I fininshed 500mg a day of Methylprednisolone on Monday I was on it for 5 days but I have no relief of my symptoms? It has made me feel worse than better.It did make me feel high but it gave me a faulse sense of being able to do things, one morning I awoke to think that I could do my ironing and I dropped and smashed my iron then I dropped the kettle, I started to vaccum and fell over backwards!! I still have no balance or feeling in my right hand (full of pins and needles). I have had this relapse now for 12 weeks I feel like I’m not on this planet. It has been quite an experience and not a good one for me my body feels bruised since stopping the Methylprednisolone. What experience have others had taking these steroids?
Thanks for reading this, it takes ages typing with one hand.
Many of us will nod as we read this. It’s normal, in other words! Don’t panic.
Please try to be patient, it really can take time. Sometimes there is a very quick response, sometimes it is desperately slow. Best thing to do, I think, is to try to play your part in the healing process by taking it as easy as you can, eating well, sleeping lots, trying not to get stressed, giving your body a chance to mend, with the help of the steroids. In practice, I was rubbish at this, galloping straight back to work (also with one-handed typing!) and trying to make up for lost time. That really does not help. Please try to remember that steroids complement the healing process, and speed it up - they are not a substitute for rest and a serious approach to the serious business of getting well again.
I started a relapse a couple of weeks ago, my main issues were really bad balance, pain in my side and a really annoying twitch in/on my eye and fatigue. I finished my 5 days On Thursday last week and by day 3 ‘thought’ I was having some improvement. The twitch and pain had gone from being all the time to every now and then but my balance was still bad. Since then, the steroid side effects kicked in so I felt all round awful, with what I can only describe as ‘gut rot’ being the worst.
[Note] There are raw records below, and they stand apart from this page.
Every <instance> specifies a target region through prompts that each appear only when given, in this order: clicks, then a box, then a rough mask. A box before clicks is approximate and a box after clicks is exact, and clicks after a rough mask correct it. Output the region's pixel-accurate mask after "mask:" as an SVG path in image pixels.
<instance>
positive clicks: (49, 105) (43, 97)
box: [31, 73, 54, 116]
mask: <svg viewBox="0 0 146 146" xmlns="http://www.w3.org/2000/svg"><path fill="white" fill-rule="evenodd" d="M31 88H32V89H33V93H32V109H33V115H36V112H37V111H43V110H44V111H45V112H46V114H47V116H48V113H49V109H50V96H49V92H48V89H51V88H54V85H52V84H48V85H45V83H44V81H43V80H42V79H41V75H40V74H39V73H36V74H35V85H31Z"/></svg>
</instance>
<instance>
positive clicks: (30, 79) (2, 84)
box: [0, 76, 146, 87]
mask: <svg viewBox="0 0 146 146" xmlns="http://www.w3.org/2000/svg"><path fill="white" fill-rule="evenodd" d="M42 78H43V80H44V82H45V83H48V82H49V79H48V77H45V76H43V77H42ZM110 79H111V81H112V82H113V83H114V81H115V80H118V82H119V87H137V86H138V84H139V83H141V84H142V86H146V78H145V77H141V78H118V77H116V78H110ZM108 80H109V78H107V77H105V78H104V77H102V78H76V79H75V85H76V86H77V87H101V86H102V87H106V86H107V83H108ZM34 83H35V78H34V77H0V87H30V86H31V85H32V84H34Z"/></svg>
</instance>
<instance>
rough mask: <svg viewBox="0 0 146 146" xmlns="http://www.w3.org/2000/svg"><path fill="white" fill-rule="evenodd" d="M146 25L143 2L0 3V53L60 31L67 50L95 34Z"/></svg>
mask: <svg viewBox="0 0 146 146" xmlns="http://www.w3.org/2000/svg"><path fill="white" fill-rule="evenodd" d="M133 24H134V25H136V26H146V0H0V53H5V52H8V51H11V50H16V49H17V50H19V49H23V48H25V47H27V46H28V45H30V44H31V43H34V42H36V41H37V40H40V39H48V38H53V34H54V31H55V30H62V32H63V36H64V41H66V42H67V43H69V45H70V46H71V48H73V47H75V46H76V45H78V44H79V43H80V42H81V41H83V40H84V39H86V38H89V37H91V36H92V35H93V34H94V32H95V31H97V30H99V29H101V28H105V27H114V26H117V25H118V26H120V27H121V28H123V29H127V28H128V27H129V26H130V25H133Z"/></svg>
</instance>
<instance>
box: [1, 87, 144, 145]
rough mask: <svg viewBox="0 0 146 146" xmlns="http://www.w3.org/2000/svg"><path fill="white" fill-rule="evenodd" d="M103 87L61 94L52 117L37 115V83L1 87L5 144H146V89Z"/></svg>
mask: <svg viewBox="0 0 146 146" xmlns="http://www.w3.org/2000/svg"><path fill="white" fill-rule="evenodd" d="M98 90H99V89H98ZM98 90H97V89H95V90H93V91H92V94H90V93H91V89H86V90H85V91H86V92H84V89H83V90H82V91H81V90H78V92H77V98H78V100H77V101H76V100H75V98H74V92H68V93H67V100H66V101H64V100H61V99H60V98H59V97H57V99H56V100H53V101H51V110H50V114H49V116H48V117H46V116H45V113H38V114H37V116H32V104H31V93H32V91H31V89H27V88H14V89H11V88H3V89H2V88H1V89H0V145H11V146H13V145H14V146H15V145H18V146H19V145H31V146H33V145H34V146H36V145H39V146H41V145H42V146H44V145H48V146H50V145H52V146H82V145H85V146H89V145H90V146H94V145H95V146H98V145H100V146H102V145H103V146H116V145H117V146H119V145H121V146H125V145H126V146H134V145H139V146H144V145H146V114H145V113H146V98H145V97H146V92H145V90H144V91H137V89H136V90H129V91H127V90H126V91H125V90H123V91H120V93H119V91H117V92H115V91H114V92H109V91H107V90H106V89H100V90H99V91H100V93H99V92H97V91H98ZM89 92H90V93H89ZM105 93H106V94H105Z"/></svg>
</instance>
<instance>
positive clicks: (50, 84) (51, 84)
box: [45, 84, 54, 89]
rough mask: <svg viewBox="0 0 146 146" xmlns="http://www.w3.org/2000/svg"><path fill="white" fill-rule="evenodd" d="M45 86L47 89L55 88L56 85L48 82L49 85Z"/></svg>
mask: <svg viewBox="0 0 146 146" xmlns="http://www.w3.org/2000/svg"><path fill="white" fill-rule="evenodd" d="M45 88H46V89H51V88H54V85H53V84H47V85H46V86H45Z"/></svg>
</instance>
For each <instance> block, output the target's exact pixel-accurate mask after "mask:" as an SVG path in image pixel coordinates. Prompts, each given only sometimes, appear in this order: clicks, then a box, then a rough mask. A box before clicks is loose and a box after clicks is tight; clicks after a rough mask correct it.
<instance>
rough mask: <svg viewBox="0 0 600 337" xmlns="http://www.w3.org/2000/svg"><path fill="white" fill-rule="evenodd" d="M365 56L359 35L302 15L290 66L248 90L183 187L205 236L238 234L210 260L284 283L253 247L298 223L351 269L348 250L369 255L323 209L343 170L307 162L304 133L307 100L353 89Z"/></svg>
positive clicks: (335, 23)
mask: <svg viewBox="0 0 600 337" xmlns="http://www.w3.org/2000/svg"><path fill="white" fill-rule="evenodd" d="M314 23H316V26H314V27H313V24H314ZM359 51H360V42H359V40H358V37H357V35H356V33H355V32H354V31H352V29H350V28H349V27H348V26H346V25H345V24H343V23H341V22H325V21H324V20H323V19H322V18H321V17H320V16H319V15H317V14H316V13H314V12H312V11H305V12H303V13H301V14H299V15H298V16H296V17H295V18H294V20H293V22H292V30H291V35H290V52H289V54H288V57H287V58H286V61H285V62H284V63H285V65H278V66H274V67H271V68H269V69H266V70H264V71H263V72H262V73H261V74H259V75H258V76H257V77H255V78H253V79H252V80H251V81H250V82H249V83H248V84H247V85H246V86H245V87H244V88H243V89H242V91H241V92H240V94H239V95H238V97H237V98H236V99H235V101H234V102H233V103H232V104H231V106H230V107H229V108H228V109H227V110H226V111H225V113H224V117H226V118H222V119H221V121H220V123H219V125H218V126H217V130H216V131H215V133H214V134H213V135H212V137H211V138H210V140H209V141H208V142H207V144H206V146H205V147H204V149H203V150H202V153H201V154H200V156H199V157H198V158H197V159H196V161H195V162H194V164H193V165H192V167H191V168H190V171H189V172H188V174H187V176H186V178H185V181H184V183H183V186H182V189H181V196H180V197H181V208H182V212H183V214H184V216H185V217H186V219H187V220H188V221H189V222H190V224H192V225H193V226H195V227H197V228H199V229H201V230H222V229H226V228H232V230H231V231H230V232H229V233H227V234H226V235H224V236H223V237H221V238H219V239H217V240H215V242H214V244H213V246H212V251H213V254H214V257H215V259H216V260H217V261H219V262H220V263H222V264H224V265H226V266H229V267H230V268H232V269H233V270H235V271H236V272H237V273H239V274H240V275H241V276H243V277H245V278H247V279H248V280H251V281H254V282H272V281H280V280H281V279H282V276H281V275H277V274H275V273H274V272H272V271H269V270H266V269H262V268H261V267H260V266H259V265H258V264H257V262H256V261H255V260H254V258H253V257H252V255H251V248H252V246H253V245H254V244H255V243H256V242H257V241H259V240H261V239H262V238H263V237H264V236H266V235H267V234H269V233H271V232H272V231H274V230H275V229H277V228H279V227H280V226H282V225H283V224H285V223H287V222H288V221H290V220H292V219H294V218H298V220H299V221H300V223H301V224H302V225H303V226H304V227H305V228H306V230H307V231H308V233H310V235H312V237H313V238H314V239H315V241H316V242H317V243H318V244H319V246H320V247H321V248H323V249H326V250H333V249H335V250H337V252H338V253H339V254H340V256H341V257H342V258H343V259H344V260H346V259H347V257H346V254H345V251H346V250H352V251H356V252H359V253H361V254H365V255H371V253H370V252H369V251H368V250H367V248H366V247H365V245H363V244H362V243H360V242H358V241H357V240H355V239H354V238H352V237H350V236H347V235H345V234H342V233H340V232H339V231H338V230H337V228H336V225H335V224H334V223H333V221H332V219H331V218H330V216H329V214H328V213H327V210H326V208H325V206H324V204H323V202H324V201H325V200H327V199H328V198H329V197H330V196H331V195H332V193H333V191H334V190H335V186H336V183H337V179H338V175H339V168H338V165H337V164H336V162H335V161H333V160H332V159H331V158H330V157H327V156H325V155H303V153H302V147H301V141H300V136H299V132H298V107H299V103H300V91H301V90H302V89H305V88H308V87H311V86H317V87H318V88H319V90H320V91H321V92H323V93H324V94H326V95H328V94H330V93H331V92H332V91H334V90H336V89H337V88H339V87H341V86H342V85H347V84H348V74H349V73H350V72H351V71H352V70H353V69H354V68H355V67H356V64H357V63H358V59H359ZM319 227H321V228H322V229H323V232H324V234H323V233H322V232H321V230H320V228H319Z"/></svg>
The side effects stayed with me until yesterday, so up until then I couldn’t really say if the steroids were actually doing anything. Now that the side effects have settled, I do feel like the steroids are doing something, just slowly. Now I only have the pain and twitch if I’m tired or too hot and my balance is slightly better (I was having to use a crutch all the time, now I don’t need it in the house).
I know from past experience that sometimes steroids seem like wonder drugs that have a great inmprovement straight away and other times it takes a lot longer for them to do the job, it looks like this time is going to be one of those times. They stay in your system for a lot longer than you think, so try to be patient and not worry too much, they’ll still be working in the background, for a good few weeks yet.
Snap! Finished five days on Sunday, feeling really spaced out. Had the worst ms hug yesterday. Hands very fuzzy, sensory sensations going into overdrive, stiffness, fatigue. Feel like I’m going backwards. This relapse has rumbled on for weeks. I tried to get by without taking them as they didn’t really work last time I took them. but the nurse thought I would benefit and she was concerned that drop foot to my left leg has become much worse. Had this for over 30 years and steroids have picked me up quite well in the past. Hang on in there, it can continue to work for some months after. Keep posting on your progress. Take care
Sorry to post in an old topic, but I finished a five-day course of Methylprednisolone last week. Although my speech has improved, it just feels like I’m getting worse again; I’m light-headed, my shins are numb, my right leg muscles are aching…
I was told by the doctor that the steroids are supposed to kick-in straightaway. So now I’m very worried!
Hi everyone, I know you may feel your stuck in the “twilight zone” but it will get better, just takes a little time.The body has just been bombarded with high dose steroids, but it will adjust!!! Had quite a few myself, but things do improve, hang in there Tracey x
Whenever I have been on it it took a good 6 weeks to start working once i’d stopped the dose. I know that not everyone gets relief from symptoms straight away.